Big potential:Ginni Filaments’ Ahmedabad plant from where the firm exports most of its non-woven fabric.
Big potential:Ginni Filaments’ Ahmedabad plant from where the firm exports most of its non-woven fabric.
Companies such as SRF Ltd and Neo Corp International Ltd, which recently diversified into manufacturing specialized fabric for use in civil engineering and agriculture, have acquired overseas firms in recent months.
The Rs1,615 crore SRF, which makes fabrics for conveyor belts and nylon tyre cord used for reinforcing wheels of heavy vehicles, bought Thai Baroda Industries Ltd of Thailand and Industrial Technical Textiles (Pty) Ltd, based in South Africa.
The company is now investing Rs270 crore in a polyester yarn unit to make high-performance reinforcement fabric for use in radial tyres, said Mukund Trivedi, a company spokesman.

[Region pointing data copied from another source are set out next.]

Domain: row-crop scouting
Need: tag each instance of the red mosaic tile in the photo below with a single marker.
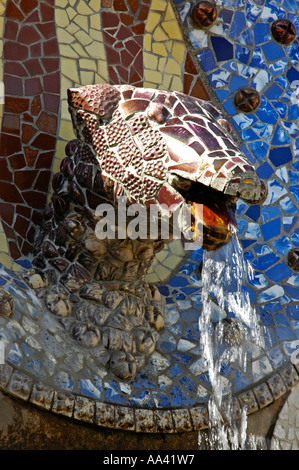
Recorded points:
(13, 85)
(17, 161)
(25, 179)
(14, 51)
(52, 83)
(11, 124)
(44, 142)
(34, 67)
(13, 12)
(36, 50)
(126, 19)
(50, 47)
(120, 5)
(30, 155)
(11, 30)
(9, 145)
(47, 122)
(20, 226)
(134, 5)
(7, 213)
(9, 193)
(44, 160)
(28, 35)
(33, 86)
(47, 30)
(15, 68)
(28, 131)
(46, 12)
(5, 174)
(50, 64)
(51, 102)
(36, 106)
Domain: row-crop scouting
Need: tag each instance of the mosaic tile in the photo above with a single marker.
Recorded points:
(231, 55)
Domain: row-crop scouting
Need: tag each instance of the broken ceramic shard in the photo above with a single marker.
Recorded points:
(160, 150)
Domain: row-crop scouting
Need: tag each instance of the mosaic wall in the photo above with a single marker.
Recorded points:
(48, 46)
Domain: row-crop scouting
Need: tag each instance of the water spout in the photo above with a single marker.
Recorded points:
(229, 332)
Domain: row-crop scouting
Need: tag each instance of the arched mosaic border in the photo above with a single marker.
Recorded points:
(145, 420)
(285, 325)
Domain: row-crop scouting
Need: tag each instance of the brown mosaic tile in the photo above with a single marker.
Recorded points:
(11, 30)
(12, 11)
(123, 29)
(31, 68)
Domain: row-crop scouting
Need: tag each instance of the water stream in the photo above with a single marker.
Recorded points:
(229, 331)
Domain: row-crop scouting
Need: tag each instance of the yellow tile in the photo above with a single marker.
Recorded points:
(95, 22)
(72, 28)
(103, 70)
(83, 8)
(61, 3)
(67, 51)
(159, 49)
(98, 79)
(169, 46)
(65, 83)
(79, 50)
(173, 67)
(94, 4)
(87, 78)
(61, 18)
(83, 38)
(162, 62)
(96, 50)
(169, 15)
(81, 21)
(152, 76)
(176, 84)
(150, 61)
(172, 29)
(160, 35)
(159, 5)
(95, 34)
(64, 37)
(88, 64)
(178, 52)
(153, 20)
(165, 85)
(71, 13)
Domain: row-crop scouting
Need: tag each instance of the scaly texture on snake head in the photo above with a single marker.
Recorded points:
(166, 149)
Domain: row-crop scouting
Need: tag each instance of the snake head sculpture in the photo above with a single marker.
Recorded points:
(165, 149)
(155, 148)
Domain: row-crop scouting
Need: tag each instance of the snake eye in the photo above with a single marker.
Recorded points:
(180, 183)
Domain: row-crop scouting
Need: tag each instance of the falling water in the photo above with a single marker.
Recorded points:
(229, 329)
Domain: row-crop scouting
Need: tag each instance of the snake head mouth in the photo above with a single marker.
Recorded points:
(165, 149)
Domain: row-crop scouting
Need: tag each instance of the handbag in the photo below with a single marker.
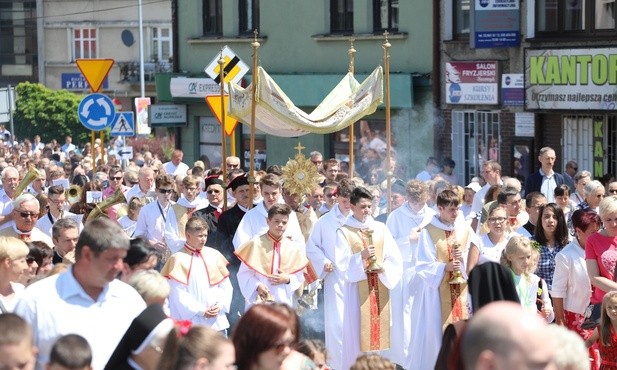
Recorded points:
(592, 316)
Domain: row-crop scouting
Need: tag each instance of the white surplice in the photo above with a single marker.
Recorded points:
(320, 250)
(248, 278)
(172, 234)
(352, 266)
(191, 301)
(401, 222)
(426, 322)
(254, 223)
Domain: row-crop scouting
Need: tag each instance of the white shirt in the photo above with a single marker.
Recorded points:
(18, 290)
(151, 221)
(66, 148)
(490, 252)
(172, 234)
(570, 279)
(6, 203)
(45, 224)
(136, 191)
(58, 305)
(171, 169)
(127, 225)
(402, 221)
(548, 186)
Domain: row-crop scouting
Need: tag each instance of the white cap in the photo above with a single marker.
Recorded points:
(473, 186)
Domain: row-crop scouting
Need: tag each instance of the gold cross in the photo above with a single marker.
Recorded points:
(299, 148)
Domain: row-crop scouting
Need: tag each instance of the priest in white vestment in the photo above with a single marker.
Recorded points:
(405, 224)
(320, 251)
(200, 288)
(442, 253)
(179, 213)
(367, 323)
(272, 267)
(254, 223)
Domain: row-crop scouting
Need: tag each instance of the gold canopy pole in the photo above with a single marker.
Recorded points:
(351, 70)
(386, 56)
(223, 114)
(251, 179)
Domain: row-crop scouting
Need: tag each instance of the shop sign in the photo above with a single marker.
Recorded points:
(184, 87)
(513, 90)
(472, 83)
(571, 79)
(495, 24)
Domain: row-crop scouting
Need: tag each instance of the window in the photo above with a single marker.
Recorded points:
(84, 43)
(249, 16)
(341, 16)
(161, 44)
(582, 17)
(475, 139)
(461, 18)
(385, 15)
(18, 38)
(213, 18)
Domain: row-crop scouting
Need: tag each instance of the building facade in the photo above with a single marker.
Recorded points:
(516, 76)
(304, 48)
(41, 39)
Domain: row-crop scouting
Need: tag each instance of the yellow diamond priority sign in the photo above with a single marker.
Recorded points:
(95, 71)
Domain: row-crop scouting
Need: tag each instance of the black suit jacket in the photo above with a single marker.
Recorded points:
(534, 182)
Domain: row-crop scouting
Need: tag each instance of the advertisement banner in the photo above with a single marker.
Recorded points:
(472, 83)
(571, 79)
(513, 89)
(495, 24)
(183, 87)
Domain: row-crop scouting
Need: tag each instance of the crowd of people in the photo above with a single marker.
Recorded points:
(164, 265)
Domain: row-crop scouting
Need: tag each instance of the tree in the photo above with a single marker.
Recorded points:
(52, 114)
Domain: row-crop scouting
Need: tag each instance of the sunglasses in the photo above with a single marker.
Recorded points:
(28, 214)
(280, 346)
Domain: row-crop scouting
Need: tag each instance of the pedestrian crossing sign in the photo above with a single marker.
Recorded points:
(123, 125)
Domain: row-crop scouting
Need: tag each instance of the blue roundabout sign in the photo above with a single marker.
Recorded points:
(96, 112)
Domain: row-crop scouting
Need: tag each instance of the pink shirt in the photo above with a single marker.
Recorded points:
(602, 249)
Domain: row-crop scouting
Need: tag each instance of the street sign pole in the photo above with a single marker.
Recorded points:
(11, 114)
(95, 71)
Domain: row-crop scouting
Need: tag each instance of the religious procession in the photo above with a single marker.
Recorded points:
(310, 264)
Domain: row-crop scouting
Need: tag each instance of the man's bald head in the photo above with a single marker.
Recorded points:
(502, 335)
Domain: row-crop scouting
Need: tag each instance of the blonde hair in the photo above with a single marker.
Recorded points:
(492, 207)
(12, 248)
(372, 361)
(515, 245)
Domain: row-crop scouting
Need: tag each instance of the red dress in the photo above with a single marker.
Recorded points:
(609, 353)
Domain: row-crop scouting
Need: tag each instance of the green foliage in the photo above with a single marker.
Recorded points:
(52, 114)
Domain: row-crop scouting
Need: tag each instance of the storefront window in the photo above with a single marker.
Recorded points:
(476, 139)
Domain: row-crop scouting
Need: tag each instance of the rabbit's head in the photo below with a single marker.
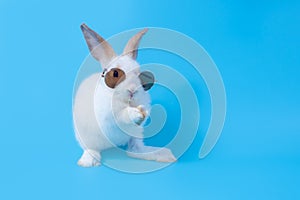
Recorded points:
(120, 73)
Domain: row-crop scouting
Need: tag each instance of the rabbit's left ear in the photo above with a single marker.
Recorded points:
(99, 48)
(131, 48)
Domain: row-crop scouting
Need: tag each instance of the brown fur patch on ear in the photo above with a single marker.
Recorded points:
(114, 77)
(147, 80)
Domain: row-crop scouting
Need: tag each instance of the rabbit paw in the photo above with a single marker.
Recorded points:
(154, 153)
(136, 115)
(89, 158)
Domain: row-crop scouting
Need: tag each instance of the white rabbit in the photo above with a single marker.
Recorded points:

Neo Corp. purchased UK-based Euro Plast Ltd for $2.5 million (Rs12 crore today), and is investing Rs65 crore to expand its plant in Madhya Pradesh, which started last year.
The Rs400 crore Garware-Wall Ropes Ltd, world’s third largest producer of polymer ropes, fish and port nets, is exploring agro textiles.
Finnish company Ahlstrom Corp. is spending €38 million (about Rs250 crore today) to set up a non-woven textile plant in a planned special economic zone in Mundra, Gujarat. The plant will produce 30 million sq. m of cloth a year, which will be used to make medical-related goods from doctors’ gowns to drapes.